Analysts are fired up about Tecfidera’s prospects and estimate peak annual sales of almost $5 billion.  There is also pipeline potential, with further drugs to treat multiple sclerosis, pain and Alzheimer’s, another tough disease that causes an individual to slowly lose his or her memory.

Total company sales growth should be healthy at at least 5% for the foreseeable future. Annual earnings growth can hit the double digits due to operating efficiency and stock buybacks. At a forward price-to-earnings of only 15, BIIB looks to offer a great combination of growth at a reasonable investing entry point. The downside is capped — as with most companies in the healthcare space, demand for the underlying product is steady regardless of the economic cycle.

Biogen’s average earnings multiple over the past five years is closer to 29.  It isn’t growing as fast as in earlier days, but being able to buy a bellwether in the biotech space at a multiple below the market average (about 19) seems a relatively safe bet.

Beaten-Down Biotech Stocks to Buy: Amgen, Inc. (AMGN)

Beaten-Down Biotech Stocks to Buy: Amgen, Inc. (AMGN)

Biotech titan Amgen, Inc. (NASDAQ:AMGN) was one of the first firms in biotechnology. Now, it trades at an even higher discount to the market — its forward P/E is only 12.

The tradeoff, of course, is that AMGN’s fast-growing days are behind it. Sales and profits will be lucky to grow by a couple of percentage points annually over the next few years. With more than $22 billion in annual sales, the company resembles a Big Pharma firm, as opposed to smaller and more nimble biotech stocks.

For years now, Amgen has relied on a stable of anemia (low red blood cell count) treatments and drugs that help keep white blood cell counts high during cancer treatments. AMGN’s pipeline is thought to have some solid candidates, but the current drugs are also subject to biosimilar competition.

To offset the slower-growth trends, Amgen offers safety both for investors and being able to succeed as a firm. Again, its sales aren’t susceptible to economic downturns. Its dividend yield of 2.7% offers some income for investors. AMGN also boasts $38 billion in cash on its balance sheet to grow the dividend payout, buy back stock and pursue acquisitions.

Beaten-Down Biotech Stocks to Buy: Celgene Corporation (CELG)

Beaten-Down Biotech Stocks to Buy: Celgene Corporation (CELG)

Celgene Corporation’s (NASDAQ:CELG) claim to fame is its blockbuster drug Revlimid for the treatment of multiple myeloma. Worldwide sales of Revlimid jumped an impressive 30.1% to $1.9 billion for Celgene’s third quarter that ended Sept. 30.

Continued growth of Revlimid is a key reason that CELG expects sales growth to average 18% through 2020 to more than $21 billion. It projects earnings growth will be even stronger — 23% to $13 per share by then.

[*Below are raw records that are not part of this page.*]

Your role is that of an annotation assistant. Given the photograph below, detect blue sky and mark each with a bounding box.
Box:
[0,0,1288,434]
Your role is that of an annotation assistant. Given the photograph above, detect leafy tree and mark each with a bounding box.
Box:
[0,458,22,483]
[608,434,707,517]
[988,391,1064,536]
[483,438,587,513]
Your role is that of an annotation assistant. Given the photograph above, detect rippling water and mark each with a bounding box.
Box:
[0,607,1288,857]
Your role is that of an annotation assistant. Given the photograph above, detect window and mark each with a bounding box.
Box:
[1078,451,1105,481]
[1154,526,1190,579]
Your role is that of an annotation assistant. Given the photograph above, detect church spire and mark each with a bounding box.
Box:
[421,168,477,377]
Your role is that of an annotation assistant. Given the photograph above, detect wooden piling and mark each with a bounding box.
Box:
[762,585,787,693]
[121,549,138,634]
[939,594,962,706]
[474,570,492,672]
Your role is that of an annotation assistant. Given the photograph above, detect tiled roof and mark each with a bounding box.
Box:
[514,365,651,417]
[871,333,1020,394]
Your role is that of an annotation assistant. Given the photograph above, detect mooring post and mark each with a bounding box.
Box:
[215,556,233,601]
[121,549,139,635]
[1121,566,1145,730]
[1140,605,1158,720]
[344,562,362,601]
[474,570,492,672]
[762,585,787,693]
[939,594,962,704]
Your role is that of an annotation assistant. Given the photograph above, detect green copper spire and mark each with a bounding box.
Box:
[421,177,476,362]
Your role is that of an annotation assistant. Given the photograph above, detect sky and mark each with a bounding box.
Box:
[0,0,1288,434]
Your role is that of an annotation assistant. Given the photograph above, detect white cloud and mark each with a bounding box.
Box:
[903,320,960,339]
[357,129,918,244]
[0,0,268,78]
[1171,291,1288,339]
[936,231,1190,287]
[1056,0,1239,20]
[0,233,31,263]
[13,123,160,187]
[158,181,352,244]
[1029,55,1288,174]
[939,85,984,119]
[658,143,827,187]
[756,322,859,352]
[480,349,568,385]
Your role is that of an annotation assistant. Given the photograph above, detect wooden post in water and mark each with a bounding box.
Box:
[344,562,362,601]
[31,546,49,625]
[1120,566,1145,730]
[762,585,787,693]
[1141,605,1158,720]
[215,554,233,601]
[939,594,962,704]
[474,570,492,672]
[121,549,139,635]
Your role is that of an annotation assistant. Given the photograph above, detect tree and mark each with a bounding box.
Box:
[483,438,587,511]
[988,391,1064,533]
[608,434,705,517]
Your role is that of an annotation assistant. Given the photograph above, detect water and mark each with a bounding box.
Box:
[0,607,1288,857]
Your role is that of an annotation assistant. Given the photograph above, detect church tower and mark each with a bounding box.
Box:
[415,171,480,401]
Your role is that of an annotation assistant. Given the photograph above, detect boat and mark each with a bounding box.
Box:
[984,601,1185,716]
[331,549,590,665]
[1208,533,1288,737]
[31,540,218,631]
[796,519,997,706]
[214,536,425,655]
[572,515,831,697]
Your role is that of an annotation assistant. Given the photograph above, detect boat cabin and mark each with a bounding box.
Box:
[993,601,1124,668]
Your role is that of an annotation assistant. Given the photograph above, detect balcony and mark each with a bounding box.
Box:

A potential drawback is that Revlimid accounts for the bulk of sales. For the quarter, it made up 63% of the total top line. Pomalyst, which also helps treat multiple myeloma, is growing briskly and accounted for more than 10% of sales. That is about it for fast-growing drugs.

CELG’s pipeline has some potential blockbusters in oncology (cancer) and psoriasis (chronic skin condition), but also some fierce competition in the multiple myeloma market from rivals including AMGN and Johnson & Johnson (NYSE:JNJ).

Despite the uncertainty, Celgene should be able to grow both sales and earnings at double-digit rates for at least the next five years. If profits hit the company’s targets and a similar earnings multiple is applied, CELG stock can double by 2020. That would represent annual stock gains of around 20%.

As of this writing, Ryan Fuhrmann was long shares of Biogen and Gilead.